Brabants trekpaard Immaterieel Cultureel Erfgoed
nieuwsMinister van Cultuur Sven Gatz heeft beslist om het Brabants trekpaard toe te voegen aan de Inventaris Vlaanderen van het Immaterieel Cultureel Erfgoed, een soort databank van typische gebruiken en tradities. Op de inventaris staan in totaal 52 gebruiken. Ook het Carnaval van Aalst, het telen van grondwitloof, bloemencorso's, de Pauwelviering in Galmaarden en de reuzencultuur staan op de lijst.
Het Brabants trekpaard is officieel erkend als Vlaams immaterieel cultureel erfgoed. “Deze stoere dieren imponeren en blijven mensen op de been brengen”, aldus Vlaams minister van Cultuur Sven Gatz. De erkenning als immaterieel erfgoed is vooral symbolisch. Extra subsidies staan er niet tegenover. “Zo'n erkenning draagt bij tot de zichtbaarheid van ons immaterieel erfgoed”, aldus Gatz. “Het houdt het onder de aandacht en stimuleert mensen om er zich verder voor in te zetten. De mensen achter die gebruiken engageren zich voor een blijvende erfgoedzorg.”

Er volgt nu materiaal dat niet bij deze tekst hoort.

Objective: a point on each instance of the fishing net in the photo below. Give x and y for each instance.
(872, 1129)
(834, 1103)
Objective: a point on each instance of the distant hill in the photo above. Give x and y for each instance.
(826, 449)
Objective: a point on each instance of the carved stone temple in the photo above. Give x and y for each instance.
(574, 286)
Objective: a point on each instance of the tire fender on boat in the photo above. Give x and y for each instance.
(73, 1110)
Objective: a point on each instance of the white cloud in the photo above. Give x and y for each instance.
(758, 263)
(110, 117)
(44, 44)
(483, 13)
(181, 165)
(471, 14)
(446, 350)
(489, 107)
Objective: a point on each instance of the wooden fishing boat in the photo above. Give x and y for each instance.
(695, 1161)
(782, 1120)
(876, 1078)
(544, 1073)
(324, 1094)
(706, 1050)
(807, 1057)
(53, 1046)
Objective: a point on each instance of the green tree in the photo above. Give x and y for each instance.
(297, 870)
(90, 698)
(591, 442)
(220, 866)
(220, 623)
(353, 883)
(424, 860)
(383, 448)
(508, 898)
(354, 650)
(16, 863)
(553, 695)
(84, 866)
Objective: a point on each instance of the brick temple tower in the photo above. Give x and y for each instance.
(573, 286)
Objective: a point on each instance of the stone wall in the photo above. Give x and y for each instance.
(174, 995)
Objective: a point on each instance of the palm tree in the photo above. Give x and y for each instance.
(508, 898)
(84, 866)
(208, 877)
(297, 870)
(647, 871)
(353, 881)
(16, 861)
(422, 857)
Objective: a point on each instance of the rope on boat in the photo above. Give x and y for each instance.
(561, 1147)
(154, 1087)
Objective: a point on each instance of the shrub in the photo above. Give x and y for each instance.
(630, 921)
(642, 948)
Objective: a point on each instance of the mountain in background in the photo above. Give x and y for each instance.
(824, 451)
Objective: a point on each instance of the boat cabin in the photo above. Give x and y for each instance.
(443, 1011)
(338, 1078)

Wie op de inventaris komt, maakt automatisch deel uit van het interactief platform www.immaterieelerfgoed.be, een ontmoetingsplaats voor al wie met het Vlaams immaterieel cultureel erfgoed is begaan. “Dat platform is een inspiratiebron, kennisbank en contactforum voor al wie immaterieel cultureel erfgoed mee een toekomst wil bieden”, aldus Gatz. Belgische trekpaarden zijn grote en breedgebouwde koudbloedpaarden met een uitgesproken spierontwikkeling. Ze staan bekend om hun zachtaardige karakter en vermogen om zware lasten te trekken. Momenteel staan zo'n 7.400 Belgische trekpaarden in Vlaanderen in het officiële stamboek.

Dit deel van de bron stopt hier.